# Is extraction of gold from electronics profitable?



## mekeberiya (Sep 20, 2016)

Hi everyone I was thinking about creating a business by extracting gold from used electronics.Do you think it is profitable at small scale.If not, what things should be considered to make it profitable.Thank you.


----------



## nickvc (Sep 20, 2016)

You have asked a very complicated question as it depends on so many variables.
What sort of scrap is available ?
What quantities are available ?
What type and grade of scrap is it ?
How much will it cost ?
How experienced in recovery and refining are you ?
Cost of and availability of chemicals ?
What can you sell the refined metals for ?
Cost of transport and stripping down the scrap ?
You need to be able to answer all those questions before setting anything up, if your new to this hobby/ business you need to learn all the methods and processes and be able to value the waste electronic scrap you are offered, this takes a lot of time and study, you can buy and sell at a profit if you can find a buyer who you can trade with but to open a refinery is a step too far in my opinion unless you really know your market, the processes needed to recover and refine the scrap and be able to buy knowing what your returns should be.


----------



## goldsilverpro (Sep 20, 2016)

Many, many variables in that question, as Nick noted. The answer to the question is, "it depends."


----------



## 4metals (Sep 20, 2016)

Go to the section "Where to find scrap" and determine what you can get and how much of it you can get in your area. Then research on this forum the refining method for each type of scrap you can get. 

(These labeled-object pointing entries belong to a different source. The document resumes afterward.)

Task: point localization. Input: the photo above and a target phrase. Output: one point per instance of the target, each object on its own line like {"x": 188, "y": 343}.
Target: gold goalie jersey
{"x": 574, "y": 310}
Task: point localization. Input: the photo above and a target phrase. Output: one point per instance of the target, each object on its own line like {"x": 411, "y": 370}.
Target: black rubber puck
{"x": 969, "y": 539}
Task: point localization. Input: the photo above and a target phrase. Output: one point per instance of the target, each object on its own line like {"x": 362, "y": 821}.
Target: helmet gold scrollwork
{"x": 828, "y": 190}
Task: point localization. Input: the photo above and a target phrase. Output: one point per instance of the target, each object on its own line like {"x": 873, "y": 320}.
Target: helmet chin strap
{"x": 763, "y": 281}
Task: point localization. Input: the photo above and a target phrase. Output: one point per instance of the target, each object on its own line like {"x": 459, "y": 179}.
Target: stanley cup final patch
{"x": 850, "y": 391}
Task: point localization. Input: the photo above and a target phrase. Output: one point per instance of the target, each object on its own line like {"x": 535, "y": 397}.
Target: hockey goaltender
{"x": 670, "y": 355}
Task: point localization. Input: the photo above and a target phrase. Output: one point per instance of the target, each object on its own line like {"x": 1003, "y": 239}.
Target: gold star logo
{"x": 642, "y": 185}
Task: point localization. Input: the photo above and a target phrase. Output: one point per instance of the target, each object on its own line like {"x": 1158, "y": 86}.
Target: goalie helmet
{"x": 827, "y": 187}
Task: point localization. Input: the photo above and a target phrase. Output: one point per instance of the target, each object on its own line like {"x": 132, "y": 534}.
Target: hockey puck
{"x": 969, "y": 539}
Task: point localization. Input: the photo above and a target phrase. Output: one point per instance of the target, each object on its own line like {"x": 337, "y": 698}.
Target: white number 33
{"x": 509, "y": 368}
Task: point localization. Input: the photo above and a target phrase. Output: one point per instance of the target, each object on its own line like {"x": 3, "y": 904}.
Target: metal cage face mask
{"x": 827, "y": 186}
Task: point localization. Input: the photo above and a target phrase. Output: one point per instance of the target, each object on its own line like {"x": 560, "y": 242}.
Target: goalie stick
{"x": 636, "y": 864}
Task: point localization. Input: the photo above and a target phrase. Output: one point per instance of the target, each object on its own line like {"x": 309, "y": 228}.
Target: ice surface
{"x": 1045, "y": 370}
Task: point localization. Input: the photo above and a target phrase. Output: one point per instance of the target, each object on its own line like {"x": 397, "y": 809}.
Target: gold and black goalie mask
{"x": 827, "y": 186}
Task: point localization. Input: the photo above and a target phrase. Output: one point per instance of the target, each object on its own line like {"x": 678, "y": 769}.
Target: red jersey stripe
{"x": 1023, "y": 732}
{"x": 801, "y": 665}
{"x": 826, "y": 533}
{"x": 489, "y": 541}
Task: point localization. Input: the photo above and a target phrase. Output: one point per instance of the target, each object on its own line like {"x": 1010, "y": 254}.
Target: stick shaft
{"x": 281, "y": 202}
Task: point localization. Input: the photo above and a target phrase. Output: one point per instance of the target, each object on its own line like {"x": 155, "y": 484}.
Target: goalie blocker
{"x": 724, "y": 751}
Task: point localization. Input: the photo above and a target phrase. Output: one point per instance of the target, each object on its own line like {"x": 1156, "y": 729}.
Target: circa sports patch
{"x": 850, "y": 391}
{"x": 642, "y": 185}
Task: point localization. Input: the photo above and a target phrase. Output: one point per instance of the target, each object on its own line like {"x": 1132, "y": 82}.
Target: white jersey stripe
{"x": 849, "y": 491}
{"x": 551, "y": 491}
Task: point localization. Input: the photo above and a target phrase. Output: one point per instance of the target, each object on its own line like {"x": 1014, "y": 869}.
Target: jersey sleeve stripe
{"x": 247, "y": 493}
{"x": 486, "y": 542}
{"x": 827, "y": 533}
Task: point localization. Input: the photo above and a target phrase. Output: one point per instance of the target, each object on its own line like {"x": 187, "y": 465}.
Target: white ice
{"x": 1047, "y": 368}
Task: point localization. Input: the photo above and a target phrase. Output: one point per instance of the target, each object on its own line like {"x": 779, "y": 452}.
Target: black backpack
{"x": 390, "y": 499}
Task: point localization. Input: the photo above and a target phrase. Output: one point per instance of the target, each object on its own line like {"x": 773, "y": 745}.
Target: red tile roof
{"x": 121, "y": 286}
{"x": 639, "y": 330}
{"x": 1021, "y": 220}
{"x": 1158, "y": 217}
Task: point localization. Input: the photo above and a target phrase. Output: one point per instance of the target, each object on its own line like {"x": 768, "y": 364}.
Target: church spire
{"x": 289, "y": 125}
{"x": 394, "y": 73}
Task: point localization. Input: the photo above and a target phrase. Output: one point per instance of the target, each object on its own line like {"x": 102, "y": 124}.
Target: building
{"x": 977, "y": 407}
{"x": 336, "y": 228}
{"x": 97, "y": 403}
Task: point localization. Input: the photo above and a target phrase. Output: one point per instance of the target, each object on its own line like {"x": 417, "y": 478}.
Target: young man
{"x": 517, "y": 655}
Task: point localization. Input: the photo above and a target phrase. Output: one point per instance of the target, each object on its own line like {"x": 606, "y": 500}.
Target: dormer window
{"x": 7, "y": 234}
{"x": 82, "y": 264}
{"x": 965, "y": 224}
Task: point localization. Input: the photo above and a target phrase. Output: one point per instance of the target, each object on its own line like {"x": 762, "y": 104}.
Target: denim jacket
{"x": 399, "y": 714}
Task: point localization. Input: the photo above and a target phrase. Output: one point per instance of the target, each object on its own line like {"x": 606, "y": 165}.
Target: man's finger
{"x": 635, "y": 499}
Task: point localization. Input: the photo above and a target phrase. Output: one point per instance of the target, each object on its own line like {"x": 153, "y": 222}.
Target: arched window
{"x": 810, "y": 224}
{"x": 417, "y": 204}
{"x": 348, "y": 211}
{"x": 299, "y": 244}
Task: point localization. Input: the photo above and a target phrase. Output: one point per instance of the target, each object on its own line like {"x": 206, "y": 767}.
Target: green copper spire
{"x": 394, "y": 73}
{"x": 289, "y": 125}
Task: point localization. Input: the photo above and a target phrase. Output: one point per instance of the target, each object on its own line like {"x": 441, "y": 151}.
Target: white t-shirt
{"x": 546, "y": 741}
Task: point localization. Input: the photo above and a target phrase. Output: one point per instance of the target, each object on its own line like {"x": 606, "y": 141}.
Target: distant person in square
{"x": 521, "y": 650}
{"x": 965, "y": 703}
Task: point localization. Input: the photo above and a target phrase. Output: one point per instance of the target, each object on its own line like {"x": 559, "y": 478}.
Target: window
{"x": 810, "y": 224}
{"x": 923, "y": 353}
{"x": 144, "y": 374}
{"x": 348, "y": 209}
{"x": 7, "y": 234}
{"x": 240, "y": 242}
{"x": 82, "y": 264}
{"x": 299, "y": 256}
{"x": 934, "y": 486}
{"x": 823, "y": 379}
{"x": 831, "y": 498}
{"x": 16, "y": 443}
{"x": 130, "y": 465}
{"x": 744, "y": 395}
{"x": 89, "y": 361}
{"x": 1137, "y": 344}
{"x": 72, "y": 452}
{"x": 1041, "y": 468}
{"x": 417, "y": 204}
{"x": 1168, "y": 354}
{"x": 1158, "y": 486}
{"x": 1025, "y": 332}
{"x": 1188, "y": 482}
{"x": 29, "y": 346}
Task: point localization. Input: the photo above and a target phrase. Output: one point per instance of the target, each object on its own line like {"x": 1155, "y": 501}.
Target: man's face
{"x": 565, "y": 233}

Then if you have specific questions come back and ask and you will receive help.


----------



## glorycloud (Sep 20, 2016)

What type of "used electronics" / computer equipment do you have readily available
to you in Ethiopia? Are you able to procure or get a steady stream of material at low costs
or for free?


----------



## mekeberiya (Sep 24, 2016)

Thank you all for your responses.Let me rephrase my question.Has anyone from the forum profited by extracting gold from different electronics? and what were the circumstances?


----------



## nickvc (Sep 24, 2016)

A quick answer to your question is yes many have but it all depends on your expectations and what you can source with scrap and chemicals, you need to be more specific about what you can source and what it will cost and what you see as a worthwhile return for your time and expenses.


----------